SES-DF - Secretaria de Estado de Saúde do Distrito Federal — Prova 2022
Um paciente de 23 anos de idade foi encaminhado à emergência com história de dor abdominal que migrou para a fossa ilíaca direita há dois dias. Ele queixa-se de náuseas, vômitos e dificuldade para se alimentar, nega febre e 1 episódio de fezes amolecidas no período. Ao exame físico, apresenta-se afebril, FC = 82 bpm, FR =18 irpm e SatO2 = 98%. Ao exame abdominal, apresenta dor à palpação de todo abdome e dor à descompressão brusca de fossa ilíaca direita. Os exames laboratoriais apresenta leucocitose, sem desvio. Acerca desse caso clínico e com base nos conhecimentos médicos correlatos, julgue o item a seguir.A profilaxia de TVP está indicada em todo pós-operatório, e as medidas variam de acordo com o risco do paciente.

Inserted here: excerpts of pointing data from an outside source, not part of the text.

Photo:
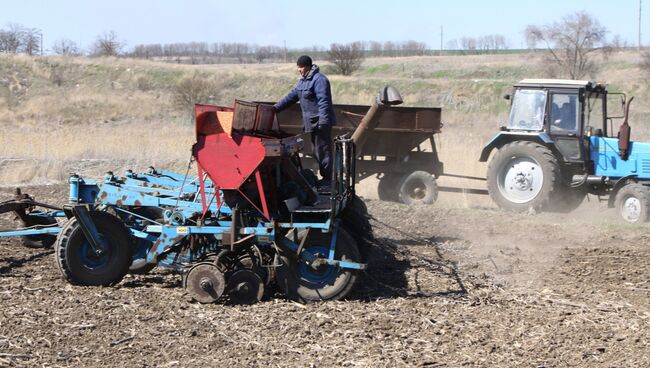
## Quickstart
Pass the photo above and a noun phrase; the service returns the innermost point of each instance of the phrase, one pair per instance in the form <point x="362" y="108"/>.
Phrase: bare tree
<point x="108" y="44"/>
<point x="31" y="41"/>
<point x="11" y="38"/>
<point x="262" y="53"/>
<point x="468" y="44"/>
<point x="347" y="58"/>
<point x="570" y="43"/>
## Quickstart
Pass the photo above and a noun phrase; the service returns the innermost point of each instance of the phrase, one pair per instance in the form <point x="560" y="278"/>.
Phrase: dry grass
<point x="58" y="111"/>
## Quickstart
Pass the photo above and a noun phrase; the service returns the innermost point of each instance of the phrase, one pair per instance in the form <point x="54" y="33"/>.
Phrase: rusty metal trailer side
<point x="396" y="151"/>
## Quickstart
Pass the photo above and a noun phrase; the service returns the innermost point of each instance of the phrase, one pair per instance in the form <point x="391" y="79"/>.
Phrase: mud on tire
<point x="301" y="283"/>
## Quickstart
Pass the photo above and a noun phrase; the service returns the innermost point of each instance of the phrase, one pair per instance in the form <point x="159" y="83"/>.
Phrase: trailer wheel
<point x="418" y="187"/>
<point x="42" y="240"/>
<point x="78" y="262"/>
<point x="301" y="282"/>
<point x="523" y="175"/>
<point x="633" y="203"/>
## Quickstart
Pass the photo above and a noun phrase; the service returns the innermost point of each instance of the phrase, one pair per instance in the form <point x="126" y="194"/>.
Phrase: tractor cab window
<point x="594" y="116"/>
<point x="564" y="113"/>
<point x="527" y="112"/>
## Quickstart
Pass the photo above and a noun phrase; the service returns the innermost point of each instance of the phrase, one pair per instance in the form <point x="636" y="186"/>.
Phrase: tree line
<point x="568" y="45"/>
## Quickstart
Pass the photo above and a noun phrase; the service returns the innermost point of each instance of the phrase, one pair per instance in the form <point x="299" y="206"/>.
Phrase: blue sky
<point x="308" y="23"/>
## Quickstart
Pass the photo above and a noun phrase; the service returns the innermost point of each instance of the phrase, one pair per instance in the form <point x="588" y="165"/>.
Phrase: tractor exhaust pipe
<point x="388" y="96"/>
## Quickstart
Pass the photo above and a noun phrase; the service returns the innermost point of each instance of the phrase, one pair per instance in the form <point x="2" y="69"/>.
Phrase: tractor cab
<point x="560" y="143"/>
<point x="564" y="111"/>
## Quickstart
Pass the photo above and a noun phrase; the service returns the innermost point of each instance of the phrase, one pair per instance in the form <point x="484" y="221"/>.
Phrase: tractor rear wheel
<point x="522" y="176"/>
<point x="633" y="203"/>
<point x="418" y="187"/>
<point x="301" y="282"/>
<point x="81" y="265"/>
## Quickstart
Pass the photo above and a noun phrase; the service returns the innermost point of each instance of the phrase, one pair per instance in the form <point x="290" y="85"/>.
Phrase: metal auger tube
<point x="388" y="96"/>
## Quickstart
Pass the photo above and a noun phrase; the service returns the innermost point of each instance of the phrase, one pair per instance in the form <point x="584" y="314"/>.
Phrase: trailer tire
<point x="418" y="187"/>
<point x="299" y="282"/>
<point x="523" y="176"/>
<point x="633" y="203"/>
<point x="78" y="263"/>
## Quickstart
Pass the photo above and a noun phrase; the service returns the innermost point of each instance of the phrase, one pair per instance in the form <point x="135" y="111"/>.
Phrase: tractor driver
<point x="315" y="96"/>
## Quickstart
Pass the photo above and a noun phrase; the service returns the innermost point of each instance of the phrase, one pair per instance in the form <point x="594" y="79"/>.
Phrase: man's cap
<point x="304" y="61"/>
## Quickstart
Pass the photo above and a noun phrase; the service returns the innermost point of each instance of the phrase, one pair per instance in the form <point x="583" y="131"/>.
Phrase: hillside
<point x="90" y="115"/>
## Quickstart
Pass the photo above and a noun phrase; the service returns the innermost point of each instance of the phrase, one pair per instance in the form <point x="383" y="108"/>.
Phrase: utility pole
<point x="285" y="51"/>
<point x="639" y="45"/>
<point x="441" y="31"/>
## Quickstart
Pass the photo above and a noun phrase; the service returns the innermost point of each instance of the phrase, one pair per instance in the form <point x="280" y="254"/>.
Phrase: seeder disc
<point x="205" y="283"/>
<point x="245" y="287"/>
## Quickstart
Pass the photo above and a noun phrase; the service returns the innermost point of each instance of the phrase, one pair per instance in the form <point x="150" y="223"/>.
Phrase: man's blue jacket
<point x="315" y="96"/>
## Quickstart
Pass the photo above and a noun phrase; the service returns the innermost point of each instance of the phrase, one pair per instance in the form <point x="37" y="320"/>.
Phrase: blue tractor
<point x="560" y="144"/>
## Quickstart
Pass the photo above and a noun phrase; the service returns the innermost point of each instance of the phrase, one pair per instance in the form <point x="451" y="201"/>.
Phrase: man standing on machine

Profilaxia de TVP no pós-op → estratificação de risco (Caprini) + medidas farmacológicas/mecânicas.
A profilaxia de tromboembolismo venoso (TEV) é mandatória em pacientes cirúrgicos, devendo ser individualizada conforme o escore de risco do paciente e o porte do procedimento.
A profilaxia do tromboembolismo venoso (TEV) é um pilar fundamental da segurança do paciente cirúrgico. O TEV, que engloba a trombose venosa profunda (TVP) e o tromboembolismo pulmonar (TEP), representa uma das causas mais comuns de morte evitável em hospitais. A decisão clínica deve ser baseada em protocolos institucionais que utilizam ferramentas validadas, como o Escore de Caprini, para ponderar fatores intrínsecos do paciente e a complexidade do ato operatório. No caso de uma apendicectomia em paciente jovem, embora o risco possa ser considerado baixo, a avaliação sistemática garante que medidas como a deambulação precoce sejam incentivadas e que riscos adicionais ocultos sejam identificados.
A estratificação de risco para tromboembolismo venoso (TEV) no ambiente cirúrgico é frequentemente realizada através do Escore de Caprini. Este sistema atribui pontos a diversos fatores de risco, como idade, tipo de cirurgia, tempo de imobilização, histórico pessoal ou familiar de trombose, e presença de malignidade. Com base na pontuação total, o paciente é classificado em risco muito baixo, baixo, moderado ou alto. Essa classificação direciona a escolha entre deambulação precoce, métodos mecânicos (meias elásticas ou compressão pneumática) e profilaxia farmacológica (geralmente heparina não fracionada ou de baixo peso molecular).
As medidas mecânicas incluem a deambulação precoce, o uso de meias de compressão graduada e a compressão pneumática intermitente (CPI). A deambulação é a medida mais simples e eficaz para pacientes de baixo risco. As meias elásticas auxiliam no retorno venoso, enquanto a CPI é particularmente útil em pacientes com alto risco de sangramento onde a profilaxia farmacológica é contraindicada, ou como adjuvante à heparina em pacientes de altíssimo risco.
O início da profilaxia farmacológica depende do equilíbrio entre o risco trombótico e o risco de sangramento cirúrgico. Em cirurgias gerais e abdominais, costuma-se iniciar a primeira dose de heparina de baixo peso molecular (HBPM) ou heparina não fracionada (HNF) entre 2 a 12 horas após o término do procedimento, desde que a homeostase esteja garantida. Em alguns protocolos de alto risco, a primeira dose pode ser administrada no pré-operatório imediato.